Here's my class to run web requests in parallel in Python
One of the most common patterns in my work is fetching large numbers of web resources, whether it's crawling sites directly or through REST APIs. Often the majority of the execution time is spent waiting for the HTTP request to make the round trip across the internet and return with the results. The obvious way to speed things up is to change from a synchronous 'call-wait-process' model where each call has to wait for the previous one to finish, to an asynchronous one where multiple calls can be in flight at once.
Unfortunately that's hard to do in most scripting languages, despite being a common idiom in Javascript thanks to Ajax. Threads are too heavy-weight in both resources and in programming complexity since we don't actually need any user-side code to run in parallel, just the wait on the network. In most languages the raw functions you need to build this are available through libcurl, but its multi_curl interface is nightmarishly obscure.
In PHP I ended up writing my own ParallelCurl class that provides a simple interface on top of that multi_curl complexity, letting you specify how many fetches to run in parallel and then just feed it URLs and callback functions. Recently though I've been moving away to using Python for longer-lived offline processing jobs, and since I couldn't find an equivalent to ParallelCurl I ported my PHP code over.
This is the result.
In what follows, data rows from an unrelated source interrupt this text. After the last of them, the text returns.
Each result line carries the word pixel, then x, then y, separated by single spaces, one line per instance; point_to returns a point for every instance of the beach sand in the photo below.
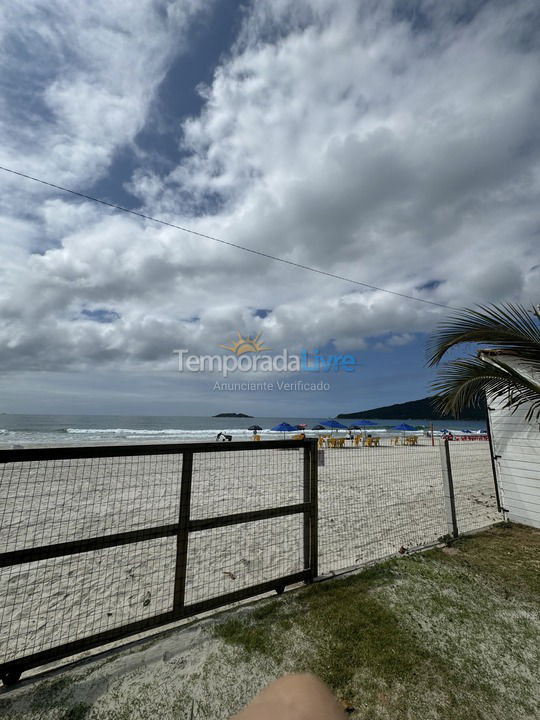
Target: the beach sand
pixel 373 502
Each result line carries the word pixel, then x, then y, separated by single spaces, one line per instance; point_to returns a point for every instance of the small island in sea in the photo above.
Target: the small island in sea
pixel 232 415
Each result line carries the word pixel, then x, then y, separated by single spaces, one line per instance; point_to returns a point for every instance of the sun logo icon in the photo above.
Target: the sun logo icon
pixel 246 344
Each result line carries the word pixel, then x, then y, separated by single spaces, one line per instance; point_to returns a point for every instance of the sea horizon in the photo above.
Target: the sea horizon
pixel 40 429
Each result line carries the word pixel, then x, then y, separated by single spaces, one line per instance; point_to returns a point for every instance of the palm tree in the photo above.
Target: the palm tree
pixel 508 330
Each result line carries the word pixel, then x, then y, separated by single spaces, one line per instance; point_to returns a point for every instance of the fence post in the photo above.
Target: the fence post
pixel 183 532
pixel 493 458
pixel 314 505
pixel 448 486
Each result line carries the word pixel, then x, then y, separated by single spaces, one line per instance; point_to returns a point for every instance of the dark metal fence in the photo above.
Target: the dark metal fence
pixel 98 544
pixel 101 543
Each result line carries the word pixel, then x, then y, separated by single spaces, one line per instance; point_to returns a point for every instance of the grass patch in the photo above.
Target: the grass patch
pixel 443 632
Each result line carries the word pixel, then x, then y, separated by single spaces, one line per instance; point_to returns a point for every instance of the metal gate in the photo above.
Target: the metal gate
pixel 101 543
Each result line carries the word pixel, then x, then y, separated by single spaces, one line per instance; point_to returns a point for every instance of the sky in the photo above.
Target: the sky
pixel 393 143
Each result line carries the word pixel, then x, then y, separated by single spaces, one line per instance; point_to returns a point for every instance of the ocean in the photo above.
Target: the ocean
pixel 63 430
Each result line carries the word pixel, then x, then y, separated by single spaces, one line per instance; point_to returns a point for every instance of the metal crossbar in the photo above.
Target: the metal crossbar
pixel 28 468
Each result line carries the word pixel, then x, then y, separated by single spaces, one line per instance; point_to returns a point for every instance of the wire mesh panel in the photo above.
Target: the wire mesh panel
pixel 226 559
pixel 474 488
pixel 100 543
pixel 59 599
pixel 374 501
pixel 61 500
pixel 244 481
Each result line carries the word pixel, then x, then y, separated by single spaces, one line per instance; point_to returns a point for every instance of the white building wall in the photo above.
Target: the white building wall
pixel 516 445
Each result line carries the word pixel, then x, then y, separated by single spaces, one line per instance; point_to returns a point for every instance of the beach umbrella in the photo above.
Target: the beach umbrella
pixel 334 424
pixel 284 427
pixel 404 427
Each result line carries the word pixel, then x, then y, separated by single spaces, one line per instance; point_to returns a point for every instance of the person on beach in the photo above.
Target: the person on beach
pixel 293 697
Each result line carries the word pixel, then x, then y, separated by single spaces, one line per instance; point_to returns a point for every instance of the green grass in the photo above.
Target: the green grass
pixel 452 632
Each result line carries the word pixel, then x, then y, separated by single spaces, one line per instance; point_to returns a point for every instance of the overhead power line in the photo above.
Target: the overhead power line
pixel 120 208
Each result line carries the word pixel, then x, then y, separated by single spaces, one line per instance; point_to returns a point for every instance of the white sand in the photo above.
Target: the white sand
pixel 372 502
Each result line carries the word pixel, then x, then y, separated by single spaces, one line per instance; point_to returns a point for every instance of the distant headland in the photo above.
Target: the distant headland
pixel 415 410
pixel 232 415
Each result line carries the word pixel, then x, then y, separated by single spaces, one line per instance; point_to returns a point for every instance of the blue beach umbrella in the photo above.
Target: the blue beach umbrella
pixel 334 424
pixel 284 427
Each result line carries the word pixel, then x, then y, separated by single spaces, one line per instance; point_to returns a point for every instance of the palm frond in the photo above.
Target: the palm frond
pixel 465 382
pixel 509 327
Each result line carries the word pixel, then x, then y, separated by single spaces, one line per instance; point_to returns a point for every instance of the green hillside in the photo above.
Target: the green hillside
pixel 415 410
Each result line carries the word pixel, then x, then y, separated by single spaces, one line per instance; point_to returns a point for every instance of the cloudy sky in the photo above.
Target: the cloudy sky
pixel 394 143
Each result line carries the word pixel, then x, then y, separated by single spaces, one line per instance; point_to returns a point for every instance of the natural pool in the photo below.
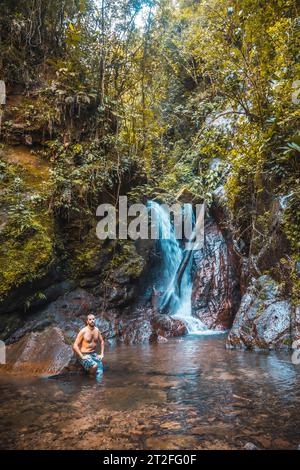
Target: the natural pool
pixel 187 393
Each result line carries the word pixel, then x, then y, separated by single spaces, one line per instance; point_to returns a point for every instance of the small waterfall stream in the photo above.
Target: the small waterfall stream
pixel 175 296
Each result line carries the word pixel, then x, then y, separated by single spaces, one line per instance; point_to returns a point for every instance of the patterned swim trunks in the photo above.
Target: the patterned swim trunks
pixel 91 360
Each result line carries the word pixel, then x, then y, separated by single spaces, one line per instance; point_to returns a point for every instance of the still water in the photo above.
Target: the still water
pixel 187 393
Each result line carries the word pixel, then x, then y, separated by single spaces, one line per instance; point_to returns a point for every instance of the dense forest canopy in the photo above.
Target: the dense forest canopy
pixel 154 98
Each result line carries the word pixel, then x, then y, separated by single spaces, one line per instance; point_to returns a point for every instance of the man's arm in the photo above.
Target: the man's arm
pixel 76 345
pixel 101 345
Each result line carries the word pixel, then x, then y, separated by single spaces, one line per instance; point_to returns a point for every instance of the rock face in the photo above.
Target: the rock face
pixel 264 319
pixel 216 293
pixel 39 353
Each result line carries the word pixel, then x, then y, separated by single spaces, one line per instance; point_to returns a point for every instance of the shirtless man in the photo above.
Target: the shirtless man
pixel 85 347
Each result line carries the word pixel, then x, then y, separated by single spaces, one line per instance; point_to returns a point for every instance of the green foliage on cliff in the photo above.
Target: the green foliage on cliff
pixel 154 100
You'll need to easy_install pycurl to use it and I'm a Python newbie so I'm sure there's ugliness in the code, but I'm really excited that one of the big barriers to migrating more of my code is now gone. Let me know how you get on with it.
Here’s how you can do parallel http requests with gevent: http://bitbucket.org/denis/gevent/src/6e8140da796e/examples/concurrent_download.py#cl-4
The advantage of gevent over pycurl is that it is generic, that is, you can make any socket communication parallel, not just http/ftp. It uses libevent under the hood so it’s fast too.